DENMARK - The DKR105bn PKA is to introduce a zero guarantee scheme for all new business from 1 January next year.
The move is a reflection of a wider trend by labour market pension funds in Denmark away from the guarantees – some as high as 4.5% - traditionally offered to members.
PFA Pension, one of Denmark’s largest pension providers, introduced its version of a zero guarantee scheme last year and Juristernes og Okonomernes Pensionskasse (Joep), the Danish pension fund for lawyers and economists, introduced its new zero guarantee scheme for new members this year. Many of the large profession-wide or sector-wide funds that make up the second pillar are expected to follow suit.
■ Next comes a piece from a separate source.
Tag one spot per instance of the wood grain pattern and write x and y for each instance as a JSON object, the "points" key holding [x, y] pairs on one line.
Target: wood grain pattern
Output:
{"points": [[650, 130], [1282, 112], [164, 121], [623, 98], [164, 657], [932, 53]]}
“From 1 January next year we will change the whole system so we will offer guarantees based on an interest rate of zero percent,” said Peter Melchior of PKA. “Some people find it ridiculous but it isn’t because if you invest only in equities you should be able to guarantee zero percent even in the years when the interest rates fall 30 or 40%.”
He added: “We will still issue guarantees because some guarantees are part of a product that [members] want but you have to be very careful when you issue guarantees with a duration of more than 50 years.”
CIO Michael Nellemann Pedersen stressed that the zero guarantee was only for new business and the 4.25% guarantee would still apply for existing contracts of that nature.
However Melchior added: “If a member from the old business has a pension guarantee based on high rates, when they have an increase in salary, that’s considered new business and that new business will be based on zero percent.”
Rather than purely a function of the low interest rate environment, Melchior said the move to zero guarantee was in part due to political pressure. A government report two years back found pension funds should be able to survive “Japanese-like” conditions.
“Under very low interest rates, we don’t think it’s all that dangerous to promise 1% or 1.5%,” he added.